Water baptism symbolizes the believer’s total trust in and total reliance on the Lord Jesus Christ, as well as a commitment to live obediently to Him. It also expresses unity with all the saints (Ephesians 2:19), that is, with every person in every nation on earth who is a member of the Body of Christ (Galatians 3:27–28). Water baptism conveys this and more, but it is not what saves us. Instead, we are saved by grace through faith, apart from works (Ephesians 2:8–9). We are baptized because our Lord commanded it: “Go therefore and make disciples of all the nations, baptizing them in the name of the Father and the Son and the Holy Spirit” (Matthew 28:19).
Water baptism is for believers.
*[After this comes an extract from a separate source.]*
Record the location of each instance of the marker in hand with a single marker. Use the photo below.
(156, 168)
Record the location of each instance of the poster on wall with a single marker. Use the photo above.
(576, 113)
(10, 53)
Before we are baptized, we must come to believe that we are sinners in need of salvation (Romans 3:23). We must also believe that Christ died on the cross to pay for our sins, that He was buried, and that He was resurrected to assure our place in heaven (1 Corinthians 15:1–4). When we turn to Jesus, asking Him to forgive our sins and be our Lord and Savior, we are born again by the power of the Holy Spirit. Our eternal salvation is guaranteed, and we begin to die to ourselves and live for Christ (1 Peter 1:3–5). At that time we are scripturally qualified to be baptized.
Water baptism is a beautiful picture of what our Lord has done for us. As we are completely immersed in the water, we symbolize burial with our Lord; we are baptized into His death on the cross and are no longer slaves to self or sin (Romans 6:3–7). When we are raised out of the water, we are symbolically resurrected—raised to new life in Christ to be with Him forever, born into the family of our loving God (Romans 8:16). Water baptism also illustrates the spiritual cleansing we experience when we are saved; just as water cleanses the flesh, so the Holy Spirit cleanses our hearts when we trust Christ.
The fact that water baptism is not a prerequisite for salvation is best seen in the example of a saved man who was not baptized in water—the criminal on the cross (Luke 23:39–43). This self-confessed sinner acknowledged Jesus as his Lord while dying on a cross next to Him. The thief asked for salvation and was forgiven of his sins. Although he never experienced water baptism, at that moment he was spiritually baptized into Christ’s death, and he then was raised to eternal life by the power of Christ’s word (Hebrews 1:3).
Christians should be baptized out of obedience to and love for our Lord Jesus (John 14:15). Water baptism by immersion is the biblical method of baptism because of its symbolic representation of the death, burial, and resurrection of Christ.